For Timothy P. Schmalz, an Ontario-based sculptor, that’s really the only way to describe the renewed push to tear down statues that commemorate people who are now deemed out of step with modern morals.
When a Confederate figure gets toppled in the U.S., or a prime minister who was part of brutal treatment of Indigenous people is destroyed in Canada, it says more than just disagreeing, Mr. Schmalz said. It’s a claim that we would have known better, acted otherwise.
And that’s the hubris.
“When one destroys or puts a Confederate statue in a museum, out of sight, out of mind, what they’re suggesting is if we were in their place we would have done something different. And that’s their arrogance,” he told The Washington Times.
It’s a notion that challenges the current zeitgeist, where statues are being taken down by everyone including city councils, university boards and mobs of demonstrators fired up over racial injustice in the wake of George Floyd’s death. Floyd, a Black man, died while in Minneapolis police custody last May.
Each monument is both history and memory, saying something about the generation that erected it and about the ensuing generations that allowed it to stand.
But Mr. Schmalz says it’s worth taking a reality check on the certainty the tear-down movement displays.
It was only two decades ago that the world rose in condemnation of the Taliban for destruction of the Bamiyan Buddhas, two massive sculptures carved into a cliff face some 1,400 years ago. Taliban engineers bored holes into the carvings and set dynamite to blast them to rubble on the orders of Mullah Omar, who declared them “false idols.”
“We’re doing the same thing,” Mr. Schmalz said. “What’s it’s doing is creating blind spots.”
To scholars, it’s sometimes known as “de-commemoration,” which is but one side of commemoration, where a people decides which holidays to celebrate, which cultural practices to perpetuate and which historical figures to venerate.
The statues are a specific part of it.
Often, they’re obscure — either the people or the sculptures themselves.
When protesters in the nation’s capital topped and burned a statue of Albert Pike, you could almost hear the collective “Who?” coming from D.C. residents. Pike was a Confederate general and also a Freemason. The statue, depicting Pike in civilian clothing, was erected by the Masons.
The tear-down movement has been rising in recent months, gaining significant ground in public opinion.
Just a few years ago, surrounding the Charlottesville, Virginia, clashes over a Robert E. Lee statue in August 2017, polling showed most Americans didn’t want to see the statues come down. This summer, polling was decidedly more mixed, with some surveys showing a majority now in favor of ousting Confederate figures from public spaces. A growing number also are willing to nix slaveholding founders of the nation.
For Mr. Schmalz, that’s just the kind of slippery slope he worries about.
“Are we going to go and dismantle the Colosseum because it was built by slaves?” he wondered.
Mr. Schmalz is an avowedly Christian artist who has had a piece placed in the Vatican and soon will install a companion sculpture near the Basilica of the National Shrine of the Immaculate Conception on the campus of Catholic University in the District of Columbia.
Angels Unawares depicts 140 refugees packed into a boat.
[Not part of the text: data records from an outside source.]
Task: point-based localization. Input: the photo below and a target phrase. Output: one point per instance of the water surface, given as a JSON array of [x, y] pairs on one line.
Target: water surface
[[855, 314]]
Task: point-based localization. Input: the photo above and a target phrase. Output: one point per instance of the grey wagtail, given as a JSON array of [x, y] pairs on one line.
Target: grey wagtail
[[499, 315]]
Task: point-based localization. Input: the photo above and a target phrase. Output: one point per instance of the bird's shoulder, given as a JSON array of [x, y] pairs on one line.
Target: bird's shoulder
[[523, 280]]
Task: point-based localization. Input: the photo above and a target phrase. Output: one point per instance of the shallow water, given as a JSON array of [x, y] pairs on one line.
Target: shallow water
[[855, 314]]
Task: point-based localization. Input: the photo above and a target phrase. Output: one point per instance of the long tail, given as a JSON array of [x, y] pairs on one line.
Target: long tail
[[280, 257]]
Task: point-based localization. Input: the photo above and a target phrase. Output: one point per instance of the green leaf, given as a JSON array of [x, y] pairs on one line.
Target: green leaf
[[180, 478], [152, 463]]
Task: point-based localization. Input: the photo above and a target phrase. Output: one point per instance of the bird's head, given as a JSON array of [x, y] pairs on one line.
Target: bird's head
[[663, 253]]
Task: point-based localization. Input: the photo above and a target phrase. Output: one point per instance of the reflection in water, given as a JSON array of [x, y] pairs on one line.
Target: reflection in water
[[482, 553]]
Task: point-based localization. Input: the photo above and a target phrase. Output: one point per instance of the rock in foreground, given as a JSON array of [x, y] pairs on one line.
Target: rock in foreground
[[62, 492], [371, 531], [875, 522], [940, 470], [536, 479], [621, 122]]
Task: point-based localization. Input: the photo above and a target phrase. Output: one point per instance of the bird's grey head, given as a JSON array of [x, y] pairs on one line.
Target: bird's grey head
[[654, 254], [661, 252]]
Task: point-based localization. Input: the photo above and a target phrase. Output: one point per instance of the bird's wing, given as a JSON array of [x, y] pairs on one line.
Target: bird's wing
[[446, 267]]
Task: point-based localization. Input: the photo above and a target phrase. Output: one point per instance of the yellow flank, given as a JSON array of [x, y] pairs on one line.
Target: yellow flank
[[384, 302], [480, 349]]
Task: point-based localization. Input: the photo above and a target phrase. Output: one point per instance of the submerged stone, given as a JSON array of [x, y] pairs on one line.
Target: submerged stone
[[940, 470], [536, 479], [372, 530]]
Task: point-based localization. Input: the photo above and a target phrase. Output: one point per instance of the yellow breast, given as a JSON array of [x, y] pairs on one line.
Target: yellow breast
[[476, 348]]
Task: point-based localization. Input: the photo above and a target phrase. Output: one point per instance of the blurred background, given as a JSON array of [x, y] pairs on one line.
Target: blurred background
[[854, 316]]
There are Jews escaping Nazi Germany, Irish famine refugees and Cubans fleeing the island. The Holy Family is also depicted. The Gospel of Matthew recounts the flight of Joseph, Mary and Jesus into Egypt to avoid King Herod’s assassins.
It’s the type of sculpture, confronting a very real and heatedly debated question, that he says public spaces could benefit from.
“Art work has to work harder, and cities have to take the responsibility of continuing the culture in a positive way that is legible to the people,” Mr. Schmalz said.
The problem isn’t too many statues put up by previous generations — but rather the current generation has put up too few, or at least too few that have any real meaning. He bristles at sculptures of hamburgers, spoons, geometric designs and visual puns, which he said will give future generations a “distorted idea” of early 21st century sensibilities.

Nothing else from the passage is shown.